Feature selection for the model
Multiple functions are defined to distinguish between the 2 languages, English and Dutch. These functions describe the common features that help the model differentiate between both of the languages. Some of the prominent features observed and utilized in training the model are:
Common Dutch words Common English words If the letter ‘q’ is present in the sentence If the word ‘oo’ is present in the sentence If the word ‘een’ is present in the sentence If the word ‘aa’ is present in the sentence If the word ‘ij’ is present in the sentence If the word ‘ee’ is present in the sentence If the word ‘de’ is present in the sentence If the word ‘en’ is present in the sentence If the word ‘van’ is present in the sentence
All these features would be tested for each line in the provided input file and the result for if the feature is present in the sentence or not is given as a Boolean value. Thus, each sentence would generate a list containing 11 Boolean value for each feature availability in that sentence.
Decision Tree Learning Algorithm
A decision tree is a predictive model used for classifying data. This would be useful to find an objective value based on the input values given to the model. The best feature is selected by calculating the entropy and information gain values, and these values are utilized in this algorithm to distinguish between the different languages. The root node is calculated using these values.
The formulas used are:
Entropy = -∑P(vk)log2p(vk)
Remainder (A) = ∑ ((pk+nk)/(p+n)) * Entropy
Information Gain = Entropy – Remainder (A)
The subtrees are also generated using the same process to identify the language of the particular sentence.
Ada Boost Learning Algorithm
The Ada Boost algorithm works on weighted data whereas decision tree does not. The algorithm consists of various weak learners and a strong learner.

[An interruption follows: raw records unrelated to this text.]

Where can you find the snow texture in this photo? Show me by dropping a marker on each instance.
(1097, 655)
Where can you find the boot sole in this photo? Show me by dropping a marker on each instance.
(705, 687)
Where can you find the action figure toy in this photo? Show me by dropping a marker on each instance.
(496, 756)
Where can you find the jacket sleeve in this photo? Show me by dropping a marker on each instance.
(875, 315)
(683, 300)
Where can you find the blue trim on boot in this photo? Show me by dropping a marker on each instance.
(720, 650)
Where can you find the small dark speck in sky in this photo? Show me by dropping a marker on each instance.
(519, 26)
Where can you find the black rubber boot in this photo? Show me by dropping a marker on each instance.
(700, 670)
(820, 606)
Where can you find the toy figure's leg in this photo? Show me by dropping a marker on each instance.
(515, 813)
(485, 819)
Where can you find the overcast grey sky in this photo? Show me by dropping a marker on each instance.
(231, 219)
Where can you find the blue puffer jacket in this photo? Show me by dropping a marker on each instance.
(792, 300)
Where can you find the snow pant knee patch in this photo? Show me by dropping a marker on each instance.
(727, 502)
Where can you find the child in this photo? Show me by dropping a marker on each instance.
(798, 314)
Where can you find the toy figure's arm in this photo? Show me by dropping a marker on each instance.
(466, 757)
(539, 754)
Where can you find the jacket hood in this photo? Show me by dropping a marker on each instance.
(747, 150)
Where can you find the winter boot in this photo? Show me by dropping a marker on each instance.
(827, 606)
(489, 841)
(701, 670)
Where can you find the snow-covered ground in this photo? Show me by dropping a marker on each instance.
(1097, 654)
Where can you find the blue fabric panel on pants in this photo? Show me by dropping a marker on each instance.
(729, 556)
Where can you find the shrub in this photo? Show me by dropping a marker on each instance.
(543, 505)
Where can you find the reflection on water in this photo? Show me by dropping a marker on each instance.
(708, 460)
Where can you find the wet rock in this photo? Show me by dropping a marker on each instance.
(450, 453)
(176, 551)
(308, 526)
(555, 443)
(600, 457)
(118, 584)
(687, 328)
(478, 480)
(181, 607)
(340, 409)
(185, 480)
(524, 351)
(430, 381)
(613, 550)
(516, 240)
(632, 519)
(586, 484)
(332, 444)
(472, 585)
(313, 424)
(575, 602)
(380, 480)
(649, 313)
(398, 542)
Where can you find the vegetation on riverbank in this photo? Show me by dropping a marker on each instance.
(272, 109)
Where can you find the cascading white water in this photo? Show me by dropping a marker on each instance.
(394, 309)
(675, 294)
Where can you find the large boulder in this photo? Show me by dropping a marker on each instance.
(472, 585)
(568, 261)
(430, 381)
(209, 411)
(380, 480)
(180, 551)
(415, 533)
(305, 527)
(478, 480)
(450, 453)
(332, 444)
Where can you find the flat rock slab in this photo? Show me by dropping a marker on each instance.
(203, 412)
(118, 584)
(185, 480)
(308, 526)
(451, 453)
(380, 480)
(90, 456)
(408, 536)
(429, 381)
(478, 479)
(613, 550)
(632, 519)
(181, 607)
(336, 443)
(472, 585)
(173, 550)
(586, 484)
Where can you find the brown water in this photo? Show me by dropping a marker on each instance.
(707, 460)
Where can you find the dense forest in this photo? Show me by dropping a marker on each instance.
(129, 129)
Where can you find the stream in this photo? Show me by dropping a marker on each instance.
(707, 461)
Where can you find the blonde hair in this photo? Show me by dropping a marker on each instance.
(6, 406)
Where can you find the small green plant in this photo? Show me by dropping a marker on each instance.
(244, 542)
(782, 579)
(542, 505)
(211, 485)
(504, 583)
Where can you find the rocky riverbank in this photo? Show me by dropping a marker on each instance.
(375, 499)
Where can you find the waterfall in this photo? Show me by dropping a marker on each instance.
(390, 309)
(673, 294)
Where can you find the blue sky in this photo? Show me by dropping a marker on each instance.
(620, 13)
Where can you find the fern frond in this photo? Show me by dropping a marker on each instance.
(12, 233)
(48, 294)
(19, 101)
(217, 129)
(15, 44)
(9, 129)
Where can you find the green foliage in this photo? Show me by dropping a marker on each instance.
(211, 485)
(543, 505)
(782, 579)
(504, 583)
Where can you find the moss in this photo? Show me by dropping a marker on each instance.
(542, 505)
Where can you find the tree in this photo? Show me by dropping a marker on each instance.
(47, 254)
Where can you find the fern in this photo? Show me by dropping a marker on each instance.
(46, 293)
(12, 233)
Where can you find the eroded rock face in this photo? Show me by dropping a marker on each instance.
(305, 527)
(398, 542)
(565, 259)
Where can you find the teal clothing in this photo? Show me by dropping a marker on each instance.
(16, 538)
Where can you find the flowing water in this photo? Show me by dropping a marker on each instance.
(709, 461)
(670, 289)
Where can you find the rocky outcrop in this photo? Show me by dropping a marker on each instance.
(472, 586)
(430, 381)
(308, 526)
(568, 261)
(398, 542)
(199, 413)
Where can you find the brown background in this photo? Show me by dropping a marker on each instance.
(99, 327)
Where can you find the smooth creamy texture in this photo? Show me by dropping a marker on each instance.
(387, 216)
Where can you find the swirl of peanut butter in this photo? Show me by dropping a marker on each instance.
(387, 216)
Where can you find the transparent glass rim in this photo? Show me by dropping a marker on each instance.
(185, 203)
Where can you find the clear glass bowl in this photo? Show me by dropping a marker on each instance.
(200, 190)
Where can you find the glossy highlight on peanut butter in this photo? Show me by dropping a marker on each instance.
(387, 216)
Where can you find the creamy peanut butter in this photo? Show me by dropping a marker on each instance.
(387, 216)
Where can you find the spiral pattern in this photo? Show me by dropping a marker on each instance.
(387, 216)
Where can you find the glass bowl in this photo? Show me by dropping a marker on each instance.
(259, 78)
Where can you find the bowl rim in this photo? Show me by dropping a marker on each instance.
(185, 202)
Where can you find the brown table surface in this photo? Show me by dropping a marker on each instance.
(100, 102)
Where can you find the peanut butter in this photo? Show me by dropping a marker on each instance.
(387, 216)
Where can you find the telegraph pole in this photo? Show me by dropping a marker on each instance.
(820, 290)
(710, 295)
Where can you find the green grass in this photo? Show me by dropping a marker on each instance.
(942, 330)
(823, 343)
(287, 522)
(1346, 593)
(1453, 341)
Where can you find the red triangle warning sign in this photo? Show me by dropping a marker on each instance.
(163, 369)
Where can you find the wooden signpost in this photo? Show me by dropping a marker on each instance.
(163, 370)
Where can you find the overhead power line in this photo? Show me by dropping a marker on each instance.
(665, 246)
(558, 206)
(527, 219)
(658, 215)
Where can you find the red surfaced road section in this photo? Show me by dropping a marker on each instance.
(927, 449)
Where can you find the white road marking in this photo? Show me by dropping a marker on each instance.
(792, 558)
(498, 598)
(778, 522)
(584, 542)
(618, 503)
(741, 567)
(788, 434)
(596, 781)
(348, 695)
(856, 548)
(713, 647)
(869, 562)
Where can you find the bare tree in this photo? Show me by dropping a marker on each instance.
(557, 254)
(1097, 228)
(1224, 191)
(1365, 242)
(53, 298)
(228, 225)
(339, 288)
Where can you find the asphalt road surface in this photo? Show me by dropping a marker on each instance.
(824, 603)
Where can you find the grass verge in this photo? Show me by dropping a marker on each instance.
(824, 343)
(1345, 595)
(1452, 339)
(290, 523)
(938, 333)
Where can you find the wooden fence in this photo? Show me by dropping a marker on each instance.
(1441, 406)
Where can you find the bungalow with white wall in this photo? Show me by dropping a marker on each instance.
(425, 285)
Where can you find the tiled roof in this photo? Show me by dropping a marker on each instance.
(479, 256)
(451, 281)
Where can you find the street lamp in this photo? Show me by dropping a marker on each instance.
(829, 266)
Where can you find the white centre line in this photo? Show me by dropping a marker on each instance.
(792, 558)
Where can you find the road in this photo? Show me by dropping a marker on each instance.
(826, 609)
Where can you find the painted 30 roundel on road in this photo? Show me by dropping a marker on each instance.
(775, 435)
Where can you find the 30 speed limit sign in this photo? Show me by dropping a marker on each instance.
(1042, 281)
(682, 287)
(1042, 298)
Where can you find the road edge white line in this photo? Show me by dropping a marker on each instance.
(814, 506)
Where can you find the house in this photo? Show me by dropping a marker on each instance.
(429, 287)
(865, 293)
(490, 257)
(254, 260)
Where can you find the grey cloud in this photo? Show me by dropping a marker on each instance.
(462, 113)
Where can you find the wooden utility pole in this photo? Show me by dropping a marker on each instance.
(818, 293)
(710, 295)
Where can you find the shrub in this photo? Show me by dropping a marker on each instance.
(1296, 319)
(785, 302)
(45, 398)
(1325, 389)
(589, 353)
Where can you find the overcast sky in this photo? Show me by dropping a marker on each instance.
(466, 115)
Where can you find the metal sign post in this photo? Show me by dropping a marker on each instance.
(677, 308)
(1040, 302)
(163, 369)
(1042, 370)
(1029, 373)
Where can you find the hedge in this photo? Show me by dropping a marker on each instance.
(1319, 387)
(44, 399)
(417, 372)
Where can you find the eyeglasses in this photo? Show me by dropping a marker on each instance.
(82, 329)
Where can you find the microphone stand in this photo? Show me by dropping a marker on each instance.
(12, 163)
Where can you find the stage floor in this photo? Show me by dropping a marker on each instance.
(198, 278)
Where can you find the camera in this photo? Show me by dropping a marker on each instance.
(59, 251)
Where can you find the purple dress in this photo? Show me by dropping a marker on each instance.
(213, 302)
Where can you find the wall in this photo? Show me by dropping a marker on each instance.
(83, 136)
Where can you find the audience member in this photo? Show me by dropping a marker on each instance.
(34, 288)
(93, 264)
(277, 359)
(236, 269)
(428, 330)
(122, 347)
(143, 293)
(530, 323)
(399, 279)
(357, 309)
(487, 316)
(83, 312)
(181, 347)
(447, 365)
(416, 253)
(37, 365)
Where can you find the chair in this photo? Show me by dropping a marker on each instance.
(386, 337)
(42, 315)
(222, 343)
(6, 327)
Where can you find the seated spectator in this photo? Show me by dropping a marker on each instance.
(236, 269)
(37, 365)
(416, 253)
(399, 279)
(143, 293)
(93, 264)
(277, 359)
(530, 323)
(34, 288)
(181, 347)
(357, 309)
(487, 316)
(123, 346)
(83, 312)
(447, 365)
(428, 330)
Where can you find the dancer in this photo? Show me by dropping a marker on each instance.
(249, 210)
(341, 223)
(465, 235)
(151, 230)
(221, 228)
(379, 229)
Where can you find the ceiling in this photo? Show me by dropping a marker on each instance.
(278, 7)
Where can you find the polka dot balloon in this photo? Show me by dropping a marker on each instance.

A single input feature is taken into consideration by the AdaBoost weak learners. Then a single split decision tree is created which is also known as the decision stump. When the first decision stump is drawn every observation is weighted equivalently. After performing this step, an analysis is performed on the results that are obtained from the first decision stump. It checks if any observations are classified unfairly. If so then normalization is performed on it. The process of checking if the observations are classified wrongly and performing normalization on them continues until all the observations are categorized correctly.